Der Wunsch, sich vom russischen Einfluss zu lösen, hat konkrete Auswirkungen auf die Gläubigen in der Ukraine. Denn die größte Religionsgemeinschaft des Landes ist die traditionsreiche Ukrainische Orthodoxe Kirche (UOK). Sie ist zwar administrativ und finanziell unabhängig, aber aufgrund ihrer Geschichte noch heute eng mit der russisch-orthodoxen Kirche in Moskau verbunden. Einige ukrainische Gemeinden der Kirche haben sich nach Beginn des Kriegs am 24. Februar vom Moskauer Patriarchat abgewandt.

Pfarrer Ohulschansky hat vor zwei Monaten eine dieser bisher mit Moskau verbundenen Gemeinden mit übernommen. Gemeinsame Gottesdienste feiern seine Gemeinden nicht – dafür sind die Unterschiede zu groß. „Aber nichts hindert uns daran, gemeinsam ukrainische christliche Traditionen zu feiern, wie das Singen von Weihnachtsliedern.“

In einigen Regionen der Ukraine gebe es solche gemeinsamen Aktionen bereits. „Wir versuchen unsere Weihnachtstraditionen aufrechtzuerhalten, auch wenn Krieg ist“, sagt er und bekräftigt: „Der Krieg kann uns nicht unsere Traditionen nehmen.“

Ein Zeichen dafür ist der hell erleuchtete Weihnachtsbaum, der im Bahnhof von Kiew steht. Dass er trotz immer neuen Stromausfällen nach Russlands Angriffen auf die Energieinfrastruktur leuchtet, liegt an einem Fitnessrad, das an die Beleuchtung angeschlossen ist. Wer in die Pedale tritt, holt den Glanz von Weihnachten in das historische Bahnhofsgebäude. Die Ukraine macht aus der Not eine Tugend.

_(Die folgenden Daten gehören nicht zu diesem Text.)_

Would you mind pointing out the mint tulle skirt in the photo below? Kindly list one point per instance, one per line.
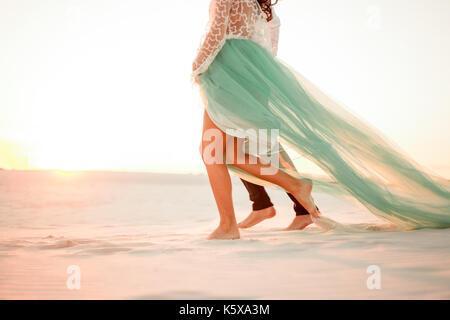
(246, 87)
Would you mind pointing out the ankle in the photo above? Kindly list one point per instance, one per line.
(227, 223)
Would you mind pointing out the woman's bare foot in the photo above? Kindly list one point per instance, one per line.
(302, 192)
(257, 216)
(299, 223)
(225, 232)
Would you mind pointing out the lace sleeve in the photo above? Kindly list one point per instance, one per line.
(274, 26)
(215, 37)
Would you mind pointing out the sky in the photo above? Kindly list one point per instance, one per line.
(104, 84)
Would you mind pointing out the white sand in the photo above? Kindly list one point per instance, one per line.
(142, 236)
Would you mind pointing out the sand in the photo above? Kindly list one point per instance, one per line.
(142, 236)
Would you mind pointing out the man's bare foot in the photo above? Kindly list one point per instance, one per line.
(224, 232)
(302, 192)
(257, 216)
(299, 223)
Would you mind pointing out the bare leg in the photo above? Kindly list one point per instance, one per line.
(301, 190)
(257, 216)
(221, 185)
(220, 181)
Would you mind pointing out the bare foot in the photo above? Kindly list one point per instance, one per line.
(257, 216)
(299, 223)
(224, 232)
(302, 193)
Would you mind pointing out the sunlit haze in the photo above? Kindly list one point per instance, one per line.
(104, 85)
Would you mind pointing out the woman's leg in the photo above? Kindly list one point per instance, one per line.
(220, 181)
(299, 189)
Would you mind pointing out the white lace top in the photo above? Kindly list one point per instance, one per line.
(235, 19)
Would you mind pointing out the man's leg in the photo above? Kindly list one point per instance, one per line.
(258, 196)
(262, 206)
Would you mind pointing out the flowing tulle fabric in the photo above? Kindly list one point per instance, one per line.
(246, 87)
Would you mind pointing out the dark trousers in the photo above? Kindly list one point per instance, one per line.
(261, 199)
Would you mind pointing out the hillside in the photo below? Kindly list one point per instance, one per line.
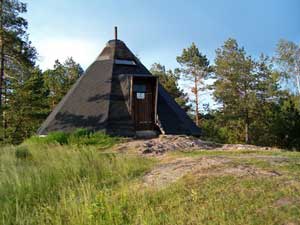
(95, 179)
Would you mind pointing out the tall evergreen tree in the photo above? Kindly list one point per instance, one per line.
(27, 107)
(288, 57)
(17, 56)
(195, 68)
(61, 78)
(169, 80)
(235, 84)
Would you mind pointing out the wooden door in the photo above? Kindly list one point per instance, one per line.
(143, 107)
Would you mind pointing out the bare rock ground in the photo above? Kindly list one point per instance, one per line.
(165, 143)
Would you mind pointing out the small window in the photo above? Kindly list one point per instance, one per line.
(139, 88)
(125, 62)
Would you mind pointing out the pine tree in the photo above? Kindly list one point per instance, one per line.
(27, 107)
(234, 85)
(195, 68)
(59, 79)
(17, 56)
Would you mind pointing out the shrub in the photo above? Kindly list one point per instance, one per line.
(22, 152)
(78, 137)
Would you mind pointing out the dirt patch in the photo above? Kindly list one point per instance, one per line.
(172, 171)
(164, 143)
(287, 201)
(169, 172)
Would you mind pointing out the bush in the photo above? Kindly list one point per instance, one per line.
(22, 152)
(78, 137)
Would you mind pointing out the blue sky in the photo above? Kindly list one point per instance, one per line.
(158, 30)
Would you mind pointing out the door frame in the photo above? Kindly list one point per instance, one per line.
(147, 78)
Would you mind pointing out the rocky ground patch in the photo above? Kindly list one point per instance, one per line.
(171, 171)
(165, 143)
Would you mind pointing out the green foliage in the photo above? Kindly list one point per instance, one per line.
(26, 109)
(60, 183)
(60, 79)
(78, 137)
(195, 68)
(22, 152)
(288, 57)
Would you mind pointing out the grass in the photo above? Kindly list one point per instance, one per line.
(72, 180)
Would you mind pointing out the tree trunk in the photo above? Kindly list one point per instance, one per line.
(246, 133)
(196, 100)
(1, 55)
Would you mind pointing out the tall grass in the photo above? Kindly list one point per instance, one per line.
(54, 183)
(80, 137)
(60, 180)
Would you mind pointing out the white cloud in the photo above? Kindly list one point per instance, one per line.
(83, 51)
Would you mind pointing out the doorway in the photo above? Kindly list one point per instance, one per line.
(144, 102)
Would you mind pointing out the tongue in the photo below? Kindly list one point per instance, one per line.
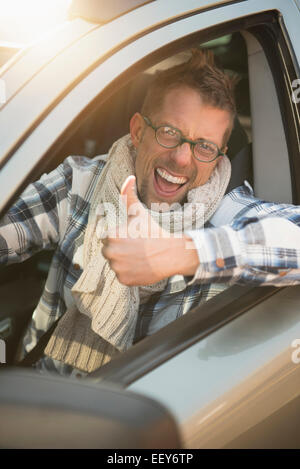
(164, 185)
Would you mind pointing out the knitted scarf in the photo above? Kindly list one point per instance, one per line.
(102, 322)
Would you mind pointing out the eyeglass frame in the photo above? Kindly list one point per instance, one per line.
(183, 139)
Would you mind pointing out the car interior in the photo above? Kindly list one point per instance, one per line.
(260, 152)
(253, 135)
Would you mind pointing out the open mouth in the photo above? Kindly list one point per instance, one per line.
(166, 184)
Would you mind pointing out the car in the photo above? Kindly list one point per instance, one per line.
(227, 374)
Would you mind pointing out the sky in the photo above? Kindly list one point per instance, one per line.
(24, 21)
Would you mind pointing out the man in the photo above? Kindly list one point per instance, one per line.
(107, 287)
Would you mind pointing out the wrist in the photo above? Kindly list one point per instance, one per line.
(186, 255)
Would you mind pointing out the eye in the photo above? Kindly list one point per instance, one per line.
(170, 132)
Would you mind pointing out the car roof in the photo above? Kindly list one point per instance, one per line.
(101, 11)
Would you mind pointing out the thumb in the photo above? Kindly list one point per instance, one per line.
(129, 195)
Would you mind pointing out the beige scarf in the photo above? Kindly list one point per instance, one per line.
(103, 321)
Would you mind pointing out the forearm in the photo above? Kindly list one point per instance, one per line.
(264, 252)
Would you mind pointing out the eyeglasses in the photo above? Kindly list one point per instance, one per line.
(169, 137)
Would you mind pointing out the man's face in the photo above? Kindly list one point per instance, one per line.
(182, 108)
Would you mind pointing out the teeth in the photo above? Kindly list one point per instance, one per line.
(165, 175)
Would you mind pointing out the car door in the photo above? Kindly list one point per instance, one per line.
(197, 373)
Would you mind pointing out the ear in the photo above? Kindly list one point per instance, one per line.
(136, 128)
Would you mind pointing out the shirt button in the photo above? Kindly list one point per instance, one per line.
(220, 262)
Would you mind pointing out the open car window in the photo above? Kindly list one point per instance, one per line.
(245, 51)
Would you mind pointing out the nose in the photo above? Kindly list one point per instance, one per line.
(182, 155)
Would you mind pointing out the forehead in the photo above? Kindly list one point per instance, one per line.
(183, 107)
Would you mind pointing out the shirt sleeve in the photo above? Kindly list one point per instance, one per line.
(261, 247)
(35, 220)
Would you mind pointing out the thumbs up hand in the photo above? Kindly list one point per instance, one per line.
(146, 253)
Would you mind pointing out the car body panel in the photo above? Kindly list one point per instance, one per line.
(242, 373)
(236, 377)
(57, 85)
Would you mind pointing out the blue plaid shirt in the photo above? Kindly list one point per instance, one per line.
(246, 241)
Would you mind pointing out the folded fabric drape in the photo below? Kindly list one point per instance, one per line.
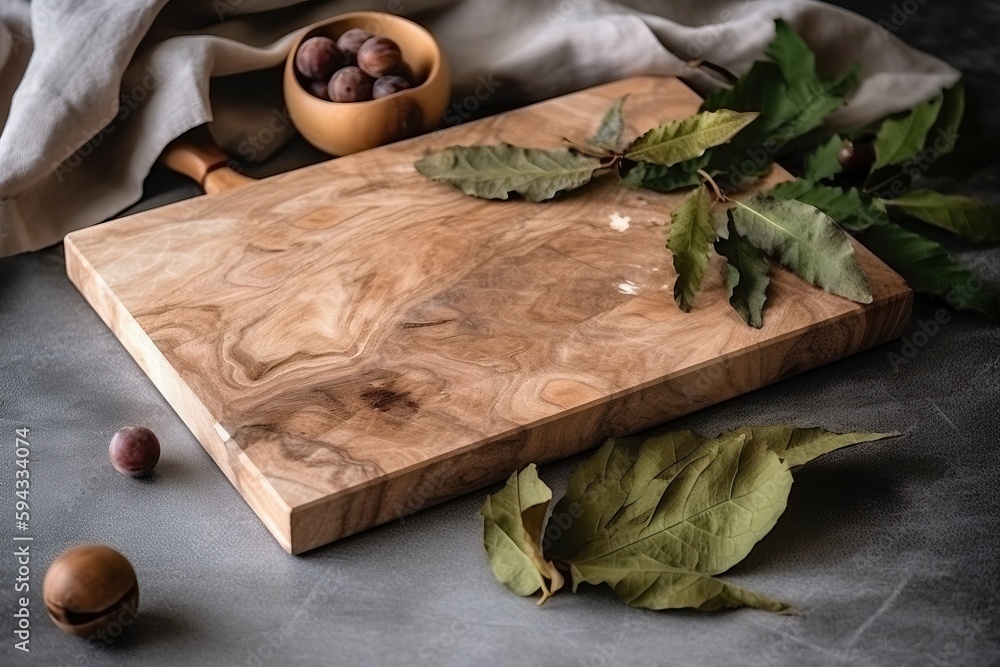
(110, 83)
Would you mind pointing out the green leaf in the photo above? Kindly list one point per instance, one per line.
(690, 241)
(792, 97)
(513, 520)
(493, 172)
(789, 110)
(806, 240)
(853, 210)
(799, 446)
(674, 518)
(968, 218)
(609, 134)
(678, 141)
(664, 179)
(929, 268)
(746, 277)
(824, 162)
(943, 137)
(791, 53)
(902, 137)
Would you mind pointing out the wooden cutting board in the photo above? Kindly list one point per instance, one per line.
(352, 342)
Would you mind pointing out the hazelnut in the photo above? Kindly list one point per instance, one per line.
(90, 587)
(857, 159)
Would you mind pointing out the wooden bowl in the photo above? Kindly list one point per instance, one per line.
(341, 128)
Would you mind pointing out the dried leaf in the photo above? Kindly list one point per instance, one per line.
(799, 446)
(902, 137)
(673, 519)
(853, 210)
(690, 241)
(609, 133)
(747, 277)
(513, 520)
(665, 179)
(493, 172)
(678, 141)
(824, 162)
(805, 240)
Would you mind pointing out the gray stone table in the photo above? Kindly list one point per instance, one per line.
(890, 549)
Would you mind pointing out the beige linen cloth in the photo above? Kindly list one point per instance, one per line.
(91, 91)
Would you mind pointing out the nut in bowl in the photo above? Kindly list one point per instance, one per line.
(386, 93)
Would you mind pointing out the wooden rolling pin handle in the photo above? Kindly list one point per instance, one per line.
(202, 160)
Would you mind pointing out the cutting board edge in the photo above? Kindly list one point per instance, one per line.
(245, 477)
(420, 486)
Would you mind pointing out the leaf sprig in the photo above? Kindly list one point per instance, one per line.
(858, 181)
(657, 518)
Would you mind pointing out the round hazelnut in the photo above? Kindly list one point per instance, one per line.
(90, 587)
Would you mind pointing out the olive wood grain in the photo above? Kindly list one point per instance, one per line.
(351, 342)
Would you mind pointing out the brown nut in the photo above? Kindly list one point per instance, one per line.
(89, 588)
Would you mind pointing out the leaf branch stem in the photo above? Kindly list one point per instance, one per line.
(715, 186)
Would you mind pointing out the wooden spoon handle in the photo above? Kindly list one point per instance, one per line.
(198, 157)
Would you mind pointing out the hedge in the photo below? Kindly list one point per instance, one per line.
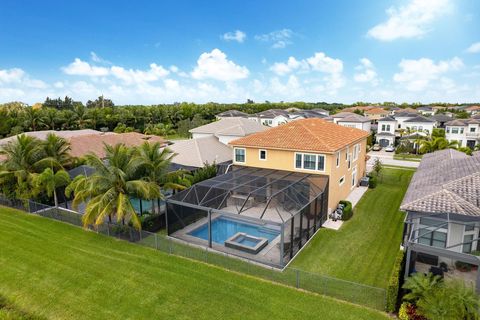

Während die Großstädte schneller wieder ans Stromnetz angeschlossen werden, dauert es auf dem Land länger. Das bekommen auch die Menschen aus einer Kirchengemeinde von Pfarrer Ohulschansky zu spüren, die etwas außerhalb von der Hauptstadt liegt. Dort gibt es oft nur wenige Stunden Strom am Tag. Viele der Menschen sind vor dem Krieg geflüchtet. Die meisten nach Polen, einige auch nach Deutschland und Frankreich, erzählt der Pfarrer. „Einige der Einwohner sind in der ukrainischen Armee, einer starb erst vor wenigen Wochen bei den Kämpfen.“ Die Trauer sei dort in diesen Tagen groß, aber die Bewohner hätten nie ihren Mut verloren.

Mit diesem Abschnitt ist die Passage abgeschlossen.